Major League Players’ Pension Benefits
Early in my career as a lawyer, I represented employee benefit plans, both health care and pension plans. As such, I’ve long been interested in the specifics of what kind of pension benefits major league players earn and the terms of those benefits. It has been a surprisingly difficult question to get a clear answer on.
First, there are two key issues in any union-employer pension plan: (1) accrual of benefit; and (2) vesting of benefit. A pension benefit accrues based on the amount of money you earn over a period of time. Vesting of the benefit occurs after the completion of a designated period of work service, most often but not always in years, that entitles the worker to actually receive the pension benefits he has accrued.
For most union-employer pension plans, benefits accrue each year that the worker earns a certain minimum amount of money, and the specific amount of the pension benefit at retirement age is typically determined by the amount of money the worker has earned in his peak earning years and his or her number of years of service under the pension plan. However, a pension benefit typically does not vest until either (1) after five full years of service, at which time the accrued benefit becomes 100% vested, which is called cliff vesting; 0r (2) vests at a rate of 20% per year over three to seven years of service, which is called graduated vesting. In other words, for a graduated vesting plan, the worker vests in his benefit 20% after three full years of service, 40% after four years, 60% after five years until 100% vested after seven years of service.
At the time that the MLB players elected to form a truly independent labor union in 1966, the players had a pre-existing pension plan which vested after five full years of major league service. While that does not sound like a lot of service, many, many major league players did not meet this requirement, because if they were not stars, they often spent part of every season in the minor leagues where they did not earn any MLB service time.

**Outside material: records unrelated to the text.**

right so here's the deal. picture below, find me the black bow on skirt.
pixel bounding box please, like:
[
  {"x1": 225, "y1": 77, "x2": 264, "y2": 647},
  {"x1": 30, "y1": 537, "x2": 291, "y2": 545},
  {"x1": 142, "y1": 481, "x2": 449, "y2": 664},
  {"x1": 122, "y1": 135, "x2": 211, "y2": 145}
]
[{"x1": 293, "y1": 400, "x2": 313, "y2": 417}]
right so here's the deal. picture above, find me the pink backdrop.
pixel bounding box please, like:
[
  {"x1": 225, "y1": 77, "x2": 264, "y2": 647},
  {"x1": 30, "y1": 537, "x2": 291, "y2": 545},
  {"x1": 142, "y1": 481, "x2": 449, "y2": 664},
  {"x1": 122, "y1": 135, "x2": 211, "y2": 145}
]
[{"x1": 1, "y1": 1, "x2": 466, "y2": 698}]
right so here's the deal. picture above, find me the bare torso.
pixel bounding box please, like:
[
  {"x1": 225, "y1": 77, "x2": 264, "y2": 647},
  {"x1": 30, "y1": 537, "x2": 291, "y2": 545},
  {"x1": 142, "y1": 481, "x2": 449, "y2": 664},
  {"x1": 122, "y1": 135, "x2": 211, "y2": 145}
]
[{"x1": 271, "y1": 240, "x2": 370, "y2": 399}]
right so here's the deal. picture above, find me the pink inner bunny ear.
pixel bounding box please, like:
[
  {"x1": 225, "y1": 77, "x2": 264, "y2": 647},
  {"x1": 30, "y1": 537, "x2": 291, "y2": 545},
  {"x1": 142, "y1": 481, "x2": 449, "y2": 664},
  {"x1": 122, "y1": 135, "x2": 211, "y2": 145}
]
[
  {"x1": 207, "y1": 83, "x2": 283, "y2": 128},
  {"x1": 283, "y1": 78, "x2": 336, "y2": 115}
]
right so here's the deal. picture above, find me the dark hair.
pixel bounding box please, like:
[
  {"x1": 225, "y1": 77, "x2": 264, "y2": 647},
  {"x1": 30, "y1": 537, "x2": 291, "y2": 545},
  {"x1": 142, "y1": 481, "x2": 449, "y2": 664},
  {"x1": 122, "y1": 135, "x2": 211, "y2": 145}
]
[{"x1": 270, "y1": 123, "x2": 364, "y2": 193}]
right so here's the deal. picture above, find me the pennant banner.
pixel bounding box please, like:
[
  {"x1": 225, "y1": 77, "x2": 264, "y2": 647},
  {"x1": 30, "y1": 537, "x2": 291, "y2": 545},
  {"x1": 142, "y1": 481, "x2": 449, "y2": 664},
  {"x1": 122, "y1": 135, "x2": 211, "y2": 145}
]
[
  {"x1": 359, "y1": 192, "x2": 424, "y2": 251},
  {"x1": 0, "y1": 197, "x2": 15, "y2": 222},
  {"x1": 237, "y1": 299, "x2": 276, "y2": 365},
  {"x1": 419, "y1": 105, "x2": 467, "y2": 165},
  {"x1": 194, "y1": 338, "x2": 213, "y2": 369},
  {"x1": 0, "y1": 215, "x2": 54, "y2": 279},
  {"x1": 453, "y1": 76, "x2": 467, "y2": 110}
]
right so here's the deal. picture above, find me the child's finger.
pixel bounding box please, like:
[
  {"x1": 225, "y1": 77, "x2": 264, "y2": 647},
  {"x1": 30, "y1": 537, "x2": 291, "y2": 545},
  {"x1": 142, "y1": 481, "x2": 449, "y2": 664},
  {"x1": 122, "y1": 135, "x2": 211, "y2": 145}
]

Bobby Tiefenauer, who pitched in parts of ten different major league seasons through 1968, is an example of a player with an extensive major league career who still had not reached five full years of major league service as of his last major league game. However, before the 1969 season, the players’ association negotiated eligibility down to four full seasons retroactive for all major players back to 1947.
The four full-year service requirement lasted in the MLB players pension plan until 1985. As of 1985, a major league player vests in his pension plan after only one day of major league service, i.e., one day on an major league team’s 25-man active roster. However, that leaves open the question of when a major league player begins to accrue a benefit, such that he actually receives a pension benefit when he reaches earliest retirement age, which is some time between age 55 and 65, and most likely age 62.
This is a question I have been trying for years to get a clear answer on without great success. Many websites purport to state the requirements, but they frequently contain obviously errors which conflate or confuse the difference between vesting of benefit and accrual of benefit that have left me less than convinced of the accuracy of their representations. I have even written a couple of emails to the MLB Players Association to get an answer, but they’ve never responded to my emails.
The most likely answer is as follows. Players accrue MLB pension benefits for each quarter of a major league season they are on a 25-man roster or on the major league disabled list. A quarter of a major league season is 43 days. Therefore, in order to accrue a benefit, a player must earn at least 43 days of service time in order to earn their first quarter-season of accrued service time. According to a couple of on-line sources, including this article from mlb.com in 2011, as of 2010, a player who accrued the 43-day minimum service time would earn a $34,000 annual pension starting at age 62.
After ten years of major league service, a player can earn the maximum annual benefit under a defined benefit pension plan (the MLB players’ plan is a defined benefit plan, as opposed to a defined contribution plan), which under federal law is $210,000 in 2016, increasing to $215,000 in 2017. Whether many current MLB player retirees age 62 or older earn this amount is an open question, since salaries were obviously a lot lower for former players now in their 60’s. I would guess that Dave Winfield, who is now 65 and made a lot of money in his major league career, is earning the maximum permissible benefit under federal law, but how many others are I could not say.
A 43-day service requirement still means that a large number of players who have brief major league careers do not receive a major league pension. There is a pension plan for minor league players. However, for most minor league players who don’t manage enough major league service for a major league pension, the minor league plan at best provides only a few hundred dollars a month or less of benefits at retirement age. Better than a sharp stick in the eye, but hardly enough to retire on by itself.
However, even one day of major league service brings with it certain long-term benefits. According to this article from Business Insider, one day of major league service brings some level of lifetime health care benefits. Also, once a player has earned one day of major league service time, he cannot be paid less than about $83,000 currently for minor league service.
For 4-A players with long careers at the AAA level, this could mean fairly substantial minor league pensions, even if they never earn enough major league service time for a major league pension. For most such players, however, by the time they reach their early 30’s MLB teams cut them loose because it can find younger players with no major league service time for less than half the price.